Assessing Data Quality in Digital Research Dataset Metadata to improve Discoverability and Interdisciplinary Reuse
Nowadays, scientists are encouraged to publish their research artifacts in established research data repositories so that others can find and reuse it. In this publishing process, researchers typically provide additional information as metadata to describe characteristics of such as dataset. This metadata is then exposed in different typical formats by a data repository together with the research artifact and used for for indexing and crawling activities. Nevertheless, the discoverability of such a research dataset is often still limited and mainly focusing on administrative metadata and less on structured descriptive metadata on the content of such a dataset.

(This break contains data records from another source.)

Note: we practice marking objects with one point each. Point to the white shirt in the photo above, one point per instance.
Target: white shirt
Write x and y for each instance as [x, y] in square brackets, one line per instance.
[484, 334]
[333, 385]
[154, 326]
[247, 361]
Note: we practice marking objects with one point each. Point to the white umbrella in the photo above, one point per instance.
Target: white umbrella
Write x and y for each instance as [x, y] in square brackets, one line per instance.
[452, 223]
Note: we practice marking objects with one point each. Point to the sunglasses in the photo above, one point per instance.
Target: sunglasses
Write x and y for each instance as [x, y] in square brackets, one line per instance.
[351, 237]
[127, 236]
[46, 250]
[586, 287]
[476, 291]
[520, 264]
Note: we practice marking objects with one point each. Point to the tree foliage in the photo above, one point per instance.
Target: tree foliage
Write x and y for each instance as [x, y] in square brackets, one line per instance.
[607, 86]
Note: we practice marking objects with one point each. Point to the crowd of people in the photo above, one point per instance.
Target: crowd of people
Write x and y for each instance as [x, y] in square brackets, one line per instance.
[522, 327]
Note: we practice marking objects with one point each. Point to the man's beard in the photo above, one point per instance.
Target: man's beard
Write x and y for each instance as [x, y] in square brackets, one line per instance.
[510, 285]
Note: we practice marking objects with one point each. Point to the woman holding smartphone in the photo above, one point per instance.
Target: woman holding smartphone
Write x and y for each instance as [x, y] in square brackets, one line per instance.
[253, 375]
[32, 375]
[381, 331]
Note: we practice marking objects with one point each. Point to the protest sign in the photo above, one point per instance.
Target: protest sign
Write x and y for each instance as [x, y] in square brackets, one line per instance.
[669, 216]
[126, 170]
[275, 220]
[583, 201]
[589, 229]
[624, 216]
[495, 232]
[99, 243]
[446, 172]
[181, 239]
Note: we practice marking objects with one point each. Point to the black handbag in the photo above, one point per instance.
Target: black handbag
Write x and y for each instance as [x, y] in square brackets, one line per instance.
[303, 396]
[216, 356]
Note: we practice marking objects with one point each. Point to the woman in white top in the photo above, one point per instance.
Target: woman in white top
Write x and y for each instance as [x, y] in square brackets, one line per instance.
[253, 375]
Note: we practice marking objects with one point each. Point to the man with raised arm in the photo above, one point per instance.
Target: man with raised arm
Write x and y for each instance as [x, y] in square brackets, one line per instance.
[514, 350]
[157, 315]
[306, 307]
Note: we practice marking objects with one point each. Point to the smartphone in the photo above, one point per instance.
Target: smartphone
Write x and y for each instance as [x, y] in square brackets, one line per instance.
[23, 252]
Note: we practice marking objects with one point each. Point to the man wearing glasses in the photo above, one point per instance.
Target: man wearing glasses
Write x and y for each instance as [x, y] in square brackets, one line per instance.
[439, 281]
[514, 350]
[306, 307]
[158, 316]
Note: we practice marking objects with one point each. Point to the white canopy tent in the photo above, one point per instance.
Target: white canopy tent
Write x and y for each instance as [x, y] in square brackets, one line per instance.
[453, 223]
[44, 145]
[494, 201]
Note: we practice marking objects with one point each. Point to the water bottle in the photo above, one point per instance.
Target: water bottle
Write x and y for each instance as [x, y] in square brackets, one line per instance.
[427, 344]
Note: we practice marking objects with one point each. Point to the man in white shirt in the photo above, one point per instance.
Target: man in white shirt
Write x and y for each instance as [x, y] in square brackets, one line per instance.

In this project, we focus on data quality metrics that particularly address the discoverability of published research datasets and their assessment on existing metadata descriptions. In a first step, a typical research dataset discovery process and its shortcomings have to be described and which typical metadata description formats and schemas are commonly used for that. After a requirement and state-of-the-art analysis, relevant data quality critera have to be identified that can be measured on research dataset meta descriptions to assess the fitness to find, access and interdisciplinary reuse the dataset by other researchers for a particular use case. In a second step, it has to be checked which of these criteria can be assessed in an automated process on an existing meta description and it has to be conceptionally shown, how these measurements can be run for a given research dataset. Existing approaches such as FAIRmetrics or the OpenAIRE guidelines for Data archives can be taken into consideration for that. An implementation and evaluation has to show the feasibility and correctness of the approach based on a representative corpus of research datasets from different repositories or application domains.